Herm is not the first to raise these concerts and it is highly unlikely he will be the last. Illegal sports streams are a common feature of the modern sports ecosystem, whether broadcasters, clubs and other stakeholders like it or not.
With football such a big money business, the losses as a result of these streams are a big concern for the stakeholders involved. Sky paid £6.7bn for the 2025-29 Premier League rights cycle, so it’s not surprising that the broadcaster isn’t particularly happy about people streaming games illegally.
Across the EU, it is estimated that more than one in 10 EU citizens have illegally streamed sports content, while in the UK there have been some notable legal cases around sports piracy. This is not just contained to football, with MMA and boxing standing out as much sought after illegal streaming products.

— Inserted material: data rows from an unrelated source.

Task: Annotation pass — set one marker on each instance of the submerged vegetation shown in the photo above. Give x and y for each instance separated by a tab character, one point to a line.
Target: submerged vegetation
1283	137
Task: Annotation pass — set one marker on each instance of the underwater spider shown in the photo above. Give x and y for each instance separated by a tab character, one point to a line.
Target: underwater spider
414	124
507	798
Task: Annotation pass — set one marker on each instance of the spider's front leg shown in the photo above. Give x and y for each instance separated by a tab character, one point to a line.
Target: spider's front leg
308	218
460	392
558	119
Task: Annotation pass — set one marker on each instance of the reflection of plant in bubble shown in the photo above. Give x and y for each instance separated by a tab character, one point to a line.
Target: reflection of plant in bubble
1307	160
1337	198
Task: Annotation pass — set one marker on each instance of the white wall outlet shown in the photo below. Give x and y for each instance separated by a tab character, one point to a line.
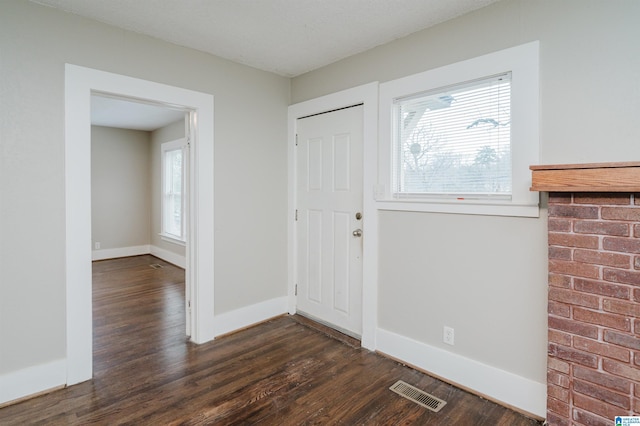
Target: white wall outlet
447	335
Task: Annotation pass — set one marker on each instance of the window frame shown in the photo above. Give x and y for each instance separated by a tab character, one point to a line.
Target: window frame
165	148
523	64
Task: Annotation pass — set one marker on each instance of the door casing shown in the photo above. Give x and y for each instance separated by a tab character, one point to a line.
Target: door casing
366	94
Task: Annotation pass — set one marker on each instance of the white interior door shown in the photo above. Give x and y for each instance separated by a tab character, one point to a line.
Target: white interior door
329	218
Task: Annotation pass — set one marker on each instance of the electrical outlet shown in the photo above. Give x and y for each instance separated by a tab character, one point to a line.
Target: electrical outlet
447	335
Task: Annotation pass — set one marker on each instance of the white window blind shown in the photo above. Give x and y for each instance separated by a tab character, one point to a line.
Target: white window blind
454	142
173	186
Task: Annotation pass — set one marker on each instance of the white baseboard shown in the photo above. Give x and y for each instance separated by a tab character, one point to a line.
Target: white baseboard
249	315
501	386
119	252
32	380
169	256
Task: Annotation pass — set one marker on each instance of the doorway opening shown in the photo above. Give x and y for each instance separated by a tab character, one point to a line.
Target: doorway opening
129	209
80	84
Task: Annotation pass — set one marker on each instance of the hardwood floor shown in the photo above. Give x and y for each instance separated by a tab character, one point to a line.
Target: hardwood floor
287	371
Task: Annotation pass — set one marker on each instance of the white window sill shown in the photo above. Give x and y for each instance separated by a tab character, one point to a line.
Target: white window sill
475	207
172	239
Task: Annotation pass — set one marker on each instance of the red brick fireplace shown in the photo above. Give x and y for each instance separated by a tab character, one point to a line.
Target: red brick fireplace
593	370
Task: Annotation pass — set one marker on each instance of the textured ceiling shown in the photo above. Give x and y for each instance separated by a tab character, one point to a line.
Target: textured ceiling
287	37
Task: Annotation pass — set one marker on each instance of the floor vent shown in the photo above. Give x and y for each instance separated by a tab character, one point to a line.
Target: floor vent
416	395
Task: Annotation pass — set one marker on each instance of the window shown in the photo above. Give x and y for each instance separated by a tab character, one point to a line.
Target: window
173	190
461	138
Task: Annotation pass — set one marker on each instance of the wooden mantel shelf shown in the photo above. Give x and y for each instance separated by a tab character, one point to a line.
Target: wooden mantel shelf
595	177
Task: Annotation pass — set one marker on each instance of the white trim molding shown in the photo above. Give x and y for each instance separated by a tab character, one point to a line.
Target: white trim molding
498	385
169	256
32	380
367	95
115	253
250	315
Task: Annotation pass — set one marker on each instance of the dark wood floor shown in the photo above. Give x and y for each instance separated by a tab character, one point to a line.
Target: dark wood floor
286	371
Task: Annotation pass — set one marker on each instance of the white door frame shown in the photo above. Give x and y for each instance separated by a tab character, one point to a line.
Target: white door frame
80	82
366	94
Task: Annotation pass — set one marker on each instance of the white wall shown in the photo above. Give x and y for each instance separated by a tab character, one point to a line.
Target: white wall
120	188
250	168
486	276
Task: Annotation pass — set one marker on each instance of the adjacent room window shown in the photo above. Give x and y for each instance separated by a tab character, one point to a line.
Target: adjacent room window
173	190
461	138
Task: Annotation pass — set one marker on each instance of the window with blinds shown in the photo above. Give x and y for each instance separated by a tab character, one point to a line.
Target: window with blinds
173	188
454	142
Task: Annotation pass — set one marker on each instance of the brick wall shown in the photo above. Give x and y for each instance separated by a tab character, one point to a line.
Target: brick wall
594	308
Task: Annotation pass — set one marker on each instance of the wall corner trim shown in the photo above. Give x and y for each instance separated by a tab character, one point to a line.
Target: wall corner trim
32	380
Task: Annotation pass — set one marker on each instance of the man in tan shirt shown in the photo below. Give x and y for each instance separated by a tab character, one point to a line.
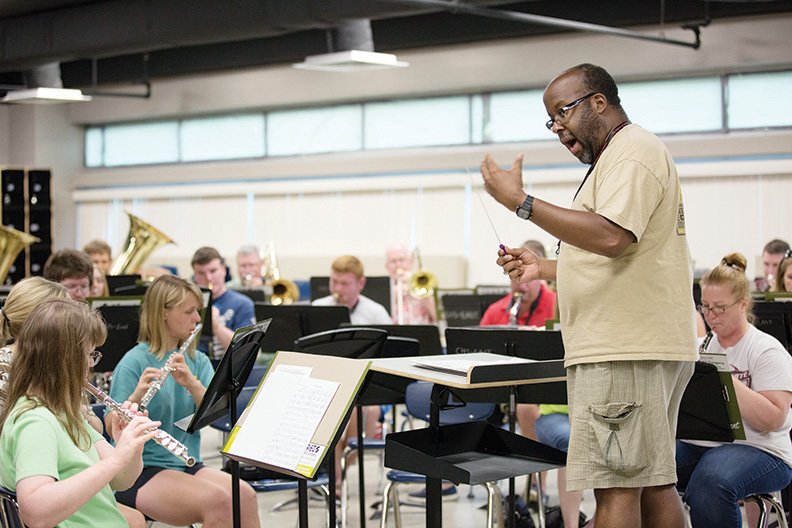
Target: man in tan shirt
625	298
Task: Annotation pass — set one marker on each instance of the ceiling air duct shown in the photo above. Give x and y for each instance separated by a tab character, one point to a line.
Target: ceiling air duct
355	43
44	86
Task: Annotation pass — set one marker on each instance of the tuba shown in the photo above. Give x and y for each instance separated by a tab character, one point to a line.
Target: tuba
284	291
11	243
143	238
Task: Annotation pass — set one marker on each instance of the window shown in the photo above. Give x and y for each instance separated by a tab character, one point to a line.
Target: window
417	122
759	100
314	130
225	137
140	144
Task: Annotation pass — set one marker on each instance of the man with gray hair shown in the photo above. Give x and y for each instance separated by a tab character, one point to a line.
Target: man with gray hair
248	261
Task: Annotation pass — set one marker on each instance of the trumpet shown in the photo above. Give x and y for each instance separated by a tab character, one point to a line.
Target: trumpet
156	385
164	439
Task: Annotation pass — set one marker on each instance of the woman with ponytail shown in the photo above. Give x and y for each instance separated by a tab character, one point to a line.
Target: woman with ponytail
716	475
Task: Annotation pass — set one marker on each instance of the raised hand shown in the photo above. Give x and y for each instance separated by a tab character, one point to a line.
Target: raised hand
520	264
504	186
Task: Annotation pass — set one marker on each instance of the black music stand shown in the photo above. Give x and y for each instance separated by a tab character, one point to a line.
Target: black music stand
123	284
702	411
122	318
353	343
427	335
377	289
291	322
775	318
466	309
527	344
221	394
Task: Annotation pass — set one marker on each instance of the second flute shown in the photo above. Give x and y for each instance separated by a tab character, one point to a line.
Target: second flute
156	385
164	439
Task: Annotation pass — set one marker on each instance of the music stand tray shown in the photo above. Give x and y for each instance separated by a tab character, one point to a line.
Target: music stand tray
230	376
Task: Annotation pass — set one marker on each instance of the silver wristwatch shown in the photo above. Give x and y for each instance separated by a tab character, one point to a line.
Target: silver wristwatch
525	211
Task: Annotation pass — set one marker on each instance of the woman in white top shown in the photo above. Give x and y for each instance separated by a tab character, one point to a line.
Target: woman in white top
714	475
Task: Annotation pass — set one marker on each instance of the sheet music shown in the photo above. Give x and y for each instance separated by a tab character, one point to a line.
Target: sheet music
280	429
462	366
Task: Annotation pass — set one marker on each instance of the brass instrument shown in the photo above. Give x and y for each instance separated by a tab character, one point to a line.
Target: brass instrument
284	291
11	243
514	310
143	238
423	284
164	439
156	385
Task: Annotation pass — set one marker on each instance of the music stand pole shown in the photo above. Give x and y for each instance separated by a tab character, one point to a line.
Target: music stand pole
235	477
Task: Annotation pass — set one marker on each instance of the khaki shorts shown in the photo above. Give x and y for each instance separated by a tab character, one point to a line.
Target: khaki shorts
623	416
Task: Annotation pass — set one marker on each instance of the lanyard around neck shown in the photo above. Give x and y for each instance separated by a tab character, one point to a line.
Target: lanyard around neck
612	133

As the leagues and sports organisations themselves also lose out to this, these organisations are also voicing options. Speaking at the SPORTEL sports business conference late last year, Javier Tebas, President of LaLiga, compared sports pirates to drug traffickers
Citing figures that 45-46,000 people a day receive illegally transmitted content, he called on big tech firms, telcos, and IT providers like Cloudfare, Amazon Web Services (AWS) and Google to do more.

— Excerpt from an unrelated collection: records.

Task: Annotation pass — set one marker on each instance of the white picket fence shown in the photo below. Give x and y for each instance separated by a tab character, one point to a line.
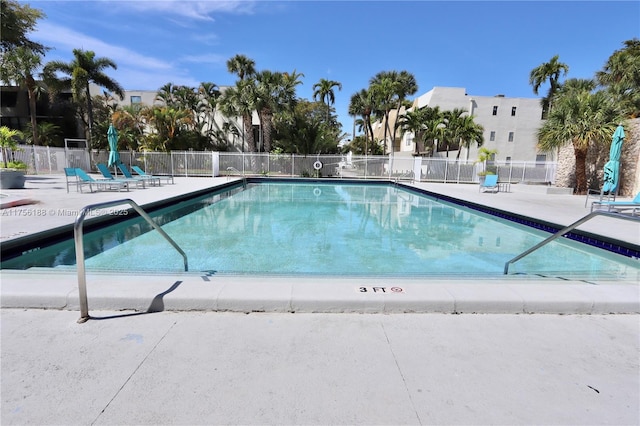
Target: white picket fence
46	160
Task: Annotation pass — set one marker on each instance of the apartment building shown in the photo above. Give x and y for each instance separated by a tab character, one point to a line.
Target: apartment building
510	124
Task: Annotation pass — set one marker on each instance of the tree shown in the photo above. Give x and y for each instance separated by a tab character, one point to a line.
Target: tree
451	130
16	21
8	142
621	77
242	66
550	71
304	131
323	91
48	133
580	117
275	91
238	100
469	132
83	70
362	104
414	121
18	66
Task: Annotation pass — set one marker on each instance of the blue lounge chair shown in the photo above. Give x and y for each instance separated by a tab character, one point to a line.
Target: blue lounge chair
619	206
490	184
85	179
108	176
151	179
141	172
72	179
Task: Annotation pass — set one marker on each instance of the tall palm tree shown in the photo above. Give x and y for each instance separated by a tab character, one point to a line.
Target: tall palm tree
241	65
580	117
275	91
621	76
407	86
362	104
83	70
384	87
241	99
323	90
469	132
238	101
18	66
414	121
550	71
450	133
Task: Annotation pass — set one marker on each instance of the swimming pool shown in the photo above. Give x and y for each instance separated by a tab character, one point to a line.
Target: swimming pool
328	228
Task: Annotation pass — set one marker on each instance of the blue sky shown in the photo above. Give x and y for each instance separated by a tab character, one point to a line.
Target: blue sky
487	47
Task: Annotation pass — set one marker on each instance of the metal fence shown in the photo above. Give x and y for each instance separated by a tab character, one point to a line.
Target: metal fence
42	159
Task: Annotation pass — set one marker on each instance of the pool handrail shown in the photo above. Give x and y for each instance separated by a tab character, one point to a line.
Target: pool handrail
567	229
79	244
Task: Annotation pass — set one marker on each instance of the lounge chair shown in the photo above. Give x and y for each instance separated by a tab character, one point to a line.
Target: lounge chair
141	172
85	179
619	206
151	179
490	184
72	179
108	176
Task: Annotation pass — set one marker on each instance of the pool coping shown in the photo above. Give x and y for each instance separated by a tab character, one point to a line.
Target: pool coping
58	289
282	294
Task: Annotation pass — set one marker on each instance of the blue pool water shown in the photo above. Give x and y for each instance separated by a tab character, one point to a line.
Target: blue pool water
338	229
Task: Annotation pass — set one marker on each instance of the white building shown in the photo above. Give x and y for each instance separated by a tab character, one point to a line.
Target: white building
510	124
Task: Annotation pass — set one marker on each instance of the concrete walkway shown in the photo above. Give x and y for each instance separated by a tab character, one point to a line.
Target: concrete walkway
149	364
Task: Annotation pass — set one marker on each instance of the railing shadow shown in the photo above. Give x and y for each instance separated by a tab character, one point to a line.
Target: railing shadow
157	305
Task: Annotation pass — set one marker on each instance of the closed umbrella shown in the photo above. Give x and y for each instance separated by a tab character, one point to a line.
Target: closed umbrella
612	167
114	156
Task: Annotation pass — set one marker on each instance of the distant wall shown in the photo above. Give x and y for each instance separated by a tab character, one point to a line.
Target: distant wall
596	158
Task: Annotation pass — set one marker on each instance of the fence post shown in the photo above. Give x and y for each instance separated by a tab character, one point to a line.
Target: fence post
446	170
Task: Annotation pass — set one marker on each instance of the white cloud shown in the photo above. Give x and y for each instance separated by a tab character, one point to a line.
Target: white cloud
67	39
201	10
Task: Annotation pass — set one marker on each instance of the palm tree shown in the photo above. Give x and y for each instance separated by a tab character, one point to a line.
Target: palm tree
581	117
450	133
550	71
323	90
384	87
275	91
241	99
238	101
8	142
469	132
414	121
621	76
361	103
242	66
47	133
18	66
83	70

“We need to solve the problem that is taking place every single day, and furthermore it seems that solving this problem is impossible,” he said.
“We need to become active in understanding how we can solve this problem. We have the big techs involved, many of them. They are the necessary cooperators to commit fraud.
“They know how to steal a product but also they steal a product, and they earn money out of this form of piracy.”
Tebas went on to accuse big tech firms of essentially being complicit in the theft of official sports content and rights by not doing enough to combat it. A few months later, it seems these concerns remain strong as ever, if Herm’s remarks are anything to go by.
It is also important to note, and this should not be taken as an endorsement of piracy, that the costs of sports consumption are rising with more and more rights increasingly held by pay-TV and subscription streaming platforms.
When this is coupled with rising living costs and inflation across many countries, it will mean that illegal streaming will continue to be an attractive proposition for many sports fans for the foreseeable future.